Los soldados norteamericanos que lucharon en la Segunda Guerra Mundial llevaron siempre consigo una golosina que acabaría convirtiéndose en un auténtico símbolo del american way of life: el chicle.
En cualquier lugar que se encontrasen, ya fuera en las islas del Pacífico o en el desierto de Túnez, siempre estaban bien abastecidos de goma de mascar, que no dudaban en compartir entre ellos y también con la población autóctona. Gracias al generoso gesto de regalar una pastilla de chicle a un niño, muchos soldados lograron ganarse la simpatía de los civiles en los lugares por donde pasaban.

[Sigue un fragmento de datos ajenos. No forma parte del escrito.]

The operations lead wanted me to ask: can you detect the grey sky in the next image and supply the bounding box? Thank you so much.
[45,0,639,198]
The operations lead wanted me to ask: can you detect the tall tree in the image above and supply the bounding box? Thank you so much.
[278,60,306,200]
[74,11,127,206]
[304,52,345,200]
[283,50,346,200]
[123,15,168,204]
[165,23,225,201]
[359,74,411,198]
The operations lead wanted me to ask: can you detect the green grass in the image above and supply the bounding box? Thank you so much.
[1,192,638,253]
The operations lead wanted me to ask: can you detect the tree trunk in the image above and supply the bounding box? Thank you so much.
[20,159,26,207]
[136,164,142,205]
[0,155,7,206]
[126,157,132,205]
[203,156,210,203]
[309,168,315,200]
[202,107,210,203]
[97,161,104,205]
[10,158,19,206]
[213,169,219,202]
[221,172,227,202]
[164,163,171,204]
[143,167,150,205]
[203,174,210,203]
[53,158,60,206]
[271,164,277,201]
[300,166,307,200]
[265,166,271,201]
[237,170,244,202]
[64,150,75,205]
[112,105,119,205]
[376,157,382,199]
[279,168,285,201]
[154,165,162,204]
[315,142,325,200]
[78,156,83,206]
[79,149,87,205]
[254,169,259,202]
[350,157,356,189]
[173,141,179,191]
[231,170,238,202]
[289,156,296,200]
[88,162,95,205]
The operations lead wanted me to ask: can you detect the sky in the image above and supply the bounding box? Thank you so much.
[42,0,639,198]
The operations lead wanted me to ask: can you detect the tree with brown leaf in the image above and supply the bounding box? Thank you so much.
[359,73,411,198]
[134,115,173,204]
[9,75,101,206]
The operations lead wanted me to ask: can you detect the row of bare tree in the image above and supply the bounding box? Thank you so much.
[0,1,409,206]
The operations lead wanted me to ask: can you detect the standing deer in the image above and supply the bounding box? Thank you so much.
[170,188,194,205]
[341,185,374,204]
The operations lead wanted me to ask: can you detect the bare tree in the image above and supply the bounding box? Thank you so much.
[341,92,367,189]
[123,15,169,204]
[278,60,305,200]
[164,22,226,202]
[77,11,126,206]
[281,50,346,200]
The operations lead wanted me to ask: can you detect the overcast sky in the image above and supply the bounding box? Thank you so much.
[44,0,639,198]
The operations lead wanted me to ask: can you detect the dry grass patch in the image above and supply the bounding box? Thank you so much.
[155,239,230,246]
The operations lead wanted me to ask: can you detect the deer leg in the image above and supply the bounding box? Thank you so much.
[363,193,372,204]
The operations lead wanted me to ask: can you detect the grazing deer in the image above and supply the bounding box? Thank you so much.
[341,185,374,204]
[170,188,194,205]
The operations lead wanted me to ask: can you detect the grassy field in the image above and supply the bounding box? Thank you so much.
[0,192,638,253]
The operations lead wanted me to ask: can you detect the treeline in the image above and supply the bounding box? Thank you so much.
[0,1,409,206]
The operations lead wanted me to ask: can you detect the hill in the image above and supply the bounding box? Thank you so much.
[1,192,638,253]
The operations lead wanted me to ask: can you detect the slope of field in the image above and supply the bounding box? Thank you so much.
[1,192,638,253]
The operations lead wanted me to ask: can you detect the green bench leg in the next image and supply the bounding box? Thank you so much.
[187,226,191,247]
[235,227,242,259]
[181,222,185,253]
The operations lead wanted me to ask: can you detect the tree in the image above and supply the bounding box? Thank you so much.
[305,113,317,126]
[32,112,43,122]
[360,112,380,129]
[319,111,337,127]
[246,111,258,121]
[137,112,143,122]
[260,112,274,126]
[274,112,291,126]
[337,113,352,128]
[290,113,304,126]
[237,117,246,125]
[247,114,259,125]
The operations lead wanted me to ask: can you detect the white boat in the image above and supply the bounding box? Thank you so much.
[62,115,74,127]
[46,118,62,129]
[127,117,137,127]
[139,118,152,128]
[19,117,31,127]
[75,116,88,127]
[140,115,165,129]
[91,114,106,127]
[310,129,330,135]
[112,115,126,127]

Aunque resulte extraño, el consumo masivo de goma de mascar por parte del Ejército estadounidense no fue idea de los propios militares ni del gobierno, sino a la insistencia y la astucia de un fabricante, Philip K. Wrigley, que comercializaba con éxito los chicles Wrigley a través de la empresa familiar fundada por su padre, William, fallecido en 1932.
La guerra con Japón supuso el final del abastecimiento de la materia prima para la elaboración del chicle, procedente del sudeste asiático, ocupado en ese momento por los nipones. Esta dificultad fue superada por Wrigley ofreciéndose para extraer caucho de Sudamérica —fundamental para la industria de guerra— aprovechando la ocasión para sangrar también los árboles del chicle y transportar su jugo en los mismos barcos prioritarios que llevaban el caucho a Estados Unidos.
Para obtener el azúcar, que estaba estrictamente racionado, el astuto Wrigley puso en marcha una argucia. Pertrechado con unos informes supuestamente elaborados por expertos en la materia, acudió ante las autoridades militares con la intención de demostrar que el consumo de chicle podía servir para que los soldados aliviasen sus tensiones en el frente. De este modo, destacando el interés militar de la goma de mascar, logró que en cada paquete de raciones de combate se acabara incluyendo una pastilla de chicle Wrigley, por lo que, para él, las restricciones de azúcar dejaron de existir.
No contento con esto, el ambicioso fabricante demostró también que los trabajadores realizaban mejor su labor si mascaban unas cinco pastillas diarias; en poco tiempo, todas las fábricas del país proporcionaron goma de mascar a sus empleados.
Philip K. Wrigley supo aprovechar al máximo la exclusiva de que disfrutó durante los años de la Segunda Guerra Mundial para poder expandirse por todo el planeta sin temor a los competidores. Su éxito continuó después de la contienda, consolidando su posición en los países que contaban en su suelo con tropas norteamericanas, ávidas consumidoras de los chicles Wrigley, puesto que ya no deseaban otra marca[31].